17Section 3(8) of the Schedule allows me to deem an expense incurred when an insurer has unreasonably withheld or delayed payment of a benefit. The applicant requests ACBs be deemed incurred due to the respondent’s failure to properly adjust the claim. The respondent submits it did not unreasonably withhold or delay payment of ACBs so nothing should be deemed incurred.
18I find the respondent did not unreasonably delay or withhold payment of ACBs for the following reasons:
i. First, the applicant’s behaviour prior to submitting the Form 1 indicates a lack of urgency with respect to the applicant’s attendant care needs. The applicant had a Form 1 completed on February 18, 2016 but did not submit the document to the respondent until nearly 3 months later on May 9, 2016. It is likely the applicant would have incurred those services during the period had the applicant required them or, at the very least, would have provided the respondent with the Form 1 at a time closer to the completion of the document.
ii. Second, the applicant provided no basis to explain why the services were not incurred.
iii. Third, pursuant to section 42(6), ACBs incurred are payable during the period between the receipt of the applicant’s Form 1 by the respondent and receipt of the respondent’s Form 1 by the applicant. The applicant submitted the Form 1 but never incurred any expenses after providing the Form 1 to the respondent, despite having entitlement to the benefit.
AWARD
19The applicant claims entitlement to an award pursuant to section 10 of Regulation 664. The applicant submits the respondent unreasonably withheld payment of ACBs by delaying the delivery of the insurer’s examination report to the applicant. The respondent submits that the delay in the delivery of the insurer’s examination report was a slight technical breach which did not prejudice the applicant.
20I find the applicant is not entitled to an award pursuant to section 10 of Regulation 664. I recognize the respondent did not deliver the insurer’s examination report within 10 business days of receipt and contrary to section 42(13) however, the respondent did not delay or withhold payment of ACBs because the applicant did not incur any attendant care expenses.
COSTS
21Pursuant to Rule 19.1 of the Licence Appeal Tribunal Rules of Practice and Procedure, Version 1, costs may be awarded in the event that a party during a proceeding has acted unreasonably, frivolously, vexatiously or in bad faith.
22The applicant requests a cost award against the respondent.
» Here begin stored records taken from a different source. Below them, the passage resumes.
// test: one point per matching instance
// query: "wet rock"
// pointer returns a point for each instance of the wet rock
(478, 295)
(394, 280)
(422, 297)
The applicant submits the respondent failed to adjust the applicant’s claim in good faith or in a fair and responsible manner, and failed to re-evaluate and reconsider medical evidence, which led to an unnecessary hearing on the issues. The respondent made a counter-claim for a cost award against the applicant because the applicant was unable to prove entitlement to the disputed benefits.
23I find that neither party is entitled to a cost award because neither party, during the proceeding, displayed behaviour which could be characterized as unreasonable, frivolous, vexatious or of bad faith.
CONCLUSION
24The applicant’s appeal on all issues has failed. The application is dismissed without costs.